Artigo: Fora dos trilhos

*Por Eduardo Fagnani


O debate sobre os transportes públicos é desalentador. Ao lado da esgotada opção pelo ônibus (na forma de corredores), emergem “soluções” elitistas (bicicletas) e utópicas (restrição ao uso do automóvel, pedágio, carona, rodízio etc.). Bicicleta é bom para quem mora em Higienópolis (centro) e trabalha no Pacaembu (zona oeste). Não serve para a minha empregada, que mora no Capão Redondo (zona sul) e trabalha no Butantã (zona oeste). Usar automóvel não é ato de vontade, mas falta de opção.


O problema remonta à década de 1950. A acelerada urbanização não foi acompanhada de ação pública. O setor nunca foi prioridade, e usuários sempre foram tratados como gado.
Em metrópoles europeias, o transporte coletivo prepondera ante o individual. No universo dos meios coletivos, metrô e trem respondem pela maioria das viagens; o ônibus tem papel suplementar.


Caracas e Cidade do México seguem esses parâmetros. Aqui, ocorre o inverso. Entre 1967 e 2007, a participação dos meios coletivos declinou (de 68% para 55%) em favor do automóvel.
No âmbito exclusivo das viagens coletivas, em 2007, o ônibus respondia por 78% dos deslocamentos, ante 16% do metrô e 6% do trem.


Iniciamos tarde o investimento em transporte público e não recuperamos o tempo perdido. Desde 1968, construímos, em média, 1,7 km de metrô ao ano. Na Cidade do México e em Santiago, o ritmo é superior -4,4 km e 2,6 km, respectivamente. Xangai constrói 21 km/ ano desde 90. Aqui, as obras da linha amarela (de 12 km) já levam 16 anos.


O indicador “população por km de linha” evidencia a reduzida oferta. Em 2009, figurávamos entre as dez piores situações globais (278 mil pessoas/km), distantes da Cidade do México (94 mil) e de Santiago (55 mil) e da maioria das aglomerações (entre 10 e 30 mil).


Nosso metrô é um dos mais superlotados do mundo (27mil passageiros por km de linha), taxa superior às da Cidade do México, de Buenos Aires, de Santiago (entre 15 e 19mil) e da maior parte das metrópoles mundiais (inferior a 10 mil).


Com a privatização, o metrô tem de dar lucro. Nos últimos 20 anos, a tarifa subiu quase o dobro da inflação. Em 2009, nossa tarifa (€ 0,99) era semelhante à de Lisboa (€ 1,05). Todavia, o lisboeta trabalhava 14 minutos para comprar um Big Mac; o paulistano, 40. Cidades latinas possuíam tarifas inferiores: Santiago (€ 0,72); Bogotá (€ 0,57); Buenos Aires (€ 0,31) e México (€ 0,18).

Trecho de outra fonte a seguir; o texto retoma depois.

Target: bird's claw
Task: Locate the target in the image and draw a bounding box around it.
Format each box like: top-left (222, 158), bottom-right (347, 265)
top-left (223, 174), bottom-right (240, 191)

Não priorizamos a modernização dos 290 km da CPTM, que demanda investimentos muito menores (pois evita desapropriações e subterrâneos). Em 2007, o metrô (60 km) transportou 2,2 milhões de pessoas/ dia, enquanto a CPTM (290 km) se restringia a 800 mil. Essa disparidade é explicada pela rápida frequência do metrô. Modernizar não é comprar trem. O fundamental é reduzir a frequência. Há muito poderíamos contar com 290 km adicionais de metrô.


O governo estadual é o principal responsável pela crise, seguido pelo município, que não investe no sistema. A União também foi omissa: em 1990, o tema saiu da agenda, só retornando em 2007(via PAC).


Precisamos elaborar uma política nacional assentada na responsabilidade compartilhada entre os entes federativos e ancorada em fontes de financiamento sustentadas.
O Brasil pode resolver essa questão no curto prazo. Estima-se que meio ponto a mais na taxa de juros tenha um custo de R$ 15 bilhões -o suficiente para construir mais da metade da rede de metrô paulistana.


Transporte público em metrópoles do porte das capitais brasileiras requer sistemas de alta capacidade.


Isso é o que separa a civilização da barbárie. Transporte é um direito do cidadão, e não apenas do torcedor da Copa do Mundo.


*Eduardo Fagnani é professor doutor do Instituto de Economia da Unicamp.